Under a program begun by the State Department in November, adoption agencies are telling clients to acquire their babies’ visa clearance before they arrange travel to Vietnam and complete the adoption formalities. The Orphans First program, the department said, alerts parents to problems earlier in the process. In the past, parents who legally adopted a child in Vietnam but then could not obtain an entry visa to the United States were faced with either staying indefinitely in Vietnam to resolve the problem or leaving the child there.
That is what the McRoberts family, of Seaside, Calif., faced. They adopted two little girls last September, under the previous system in which immigrant visas were the last step. Jordan, now 8 months old, received her entry visa to the United States, but Eden, also 8 months, was denied her visa on the grounds that there were discrepancies in her file.
“We were told that this denial is never reversed, and to take Eden back to the orphanage,” Mrs. McRoberts said. “It was absolutely devastating to leave her,” she said. “But I had to get Jordan back home. And I have two boys, and I hadn’t seen them in four weeks.”
She and her husband, Claude, a naval officer, paid to leave Eden in foster care instead and paid Vietnamese investigators to ascertain that she had been truly abandoned at a hospital — which, including travel, housing and other costs, could add as much as $20,000 to their costs.
The Carrolls had adopted two baby girls from the same orphanage. They were able to travel with Lillian Rose, 8 months, but Madelyn Grace, 10 months, had to be left behind in foster care.
“We’re missing out on four months of her life, all those milestones in her development,” the Carrolls told Ms. Boxer as their sons, Jeremy, 6, and Grayson, 5, played outside her office.
The McRobertses and Carrolls hired a Vietnamese law firm to investigate, as did Ms. Sawyer, a single mother from Millville, N.J. And in each case, they said, investigators found the children were legally eligible for adoption.

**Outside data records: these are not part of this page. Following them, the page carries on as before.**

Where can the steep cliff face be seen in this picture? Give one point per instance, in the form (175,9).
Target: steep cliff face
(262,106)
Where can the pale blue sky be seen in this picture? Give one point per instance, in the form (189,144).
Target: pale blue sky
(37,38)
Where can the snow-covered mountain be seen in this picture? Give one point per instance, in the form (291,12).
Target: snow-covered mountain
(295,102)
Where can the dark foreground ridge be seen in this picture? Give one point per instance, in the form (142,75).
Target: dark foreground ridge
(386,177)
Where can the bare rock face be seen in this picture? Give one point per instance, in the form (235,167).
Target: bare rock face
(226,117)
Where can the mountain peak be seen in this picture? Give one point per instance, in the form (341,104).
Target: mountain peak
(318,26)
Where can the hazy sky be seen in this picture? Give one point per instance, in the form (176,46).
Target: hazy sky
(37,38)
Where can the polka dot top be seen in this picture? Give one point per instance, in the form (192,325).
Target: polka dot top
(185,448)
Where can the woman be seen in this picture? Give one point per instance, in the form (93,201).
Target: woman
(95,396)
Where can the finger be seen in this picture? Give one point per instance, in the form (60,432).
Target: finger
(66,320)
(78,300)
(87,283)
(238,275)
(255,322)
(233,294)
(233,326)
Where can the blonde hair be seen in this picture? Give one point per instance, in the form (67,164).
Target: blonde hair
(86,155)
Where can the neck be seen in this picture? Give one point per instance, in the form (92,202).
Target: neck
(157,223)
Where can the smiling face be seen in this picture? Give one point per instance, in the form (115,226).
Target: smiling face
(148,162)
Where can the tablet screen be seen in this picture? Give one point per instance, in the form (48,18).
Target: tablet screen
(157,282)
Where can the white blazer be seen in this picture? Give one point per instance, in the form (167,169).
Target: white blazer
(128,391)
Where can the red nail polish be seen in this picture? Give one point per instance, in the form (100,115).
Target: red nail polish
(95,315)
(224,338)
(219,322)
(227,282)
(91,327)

Last month, the federal immigration agency, which is part of the Department of Homeland Security, approved Madelyn Grace for a visa, but the couple said that the State Department had yet to act on that and that they had received no explanation why — so they asked Ms. Boxer and Senator Dianne Feinstein, Democrat of California, to help.
Ms. Boxer said she planned to lobby the State Department to approve the visas. Her aide, Sean Moore, said he had noticed the spike in visa denials since October. Thirteen of the 21 denials occurred after Oct. 1, he said. All but seven of those have been resolved.
Among those seven families are Tom and Wendy Mills of Los Angeles, who are finding their lives upended in their effort to keep their baby. Mr. Mills, a character actor and freelance writer, stayed in Hanoi to care for Julie, 8 months old, after her visa was denied, while his wife travels back and forth keeping her accounting practice alive.
It has been “an emotional strain and a financial struggle,” Mr. Mills wrote by e-mail. “I came to Vietnam expecting to stay here for two, maybe three weeks, and now it’s been five months.”
The State Department does not comment on individual cases, but Ms. Bond said the current agreement with Vietnam needed to be reshaped to curb exploitation with, among other things, a more transparent fee structure, and to meet international standards set out in the Hague Convention, an adoptions pact. On April 1, the United States’ membership in the pact begins. Vietnam has not signed the Hague agreement.
“The goal of international adoption is to find a home for each orphaned child,” Ms. Bond said, “not to ‘produce’ a child for a family. It’s not a market."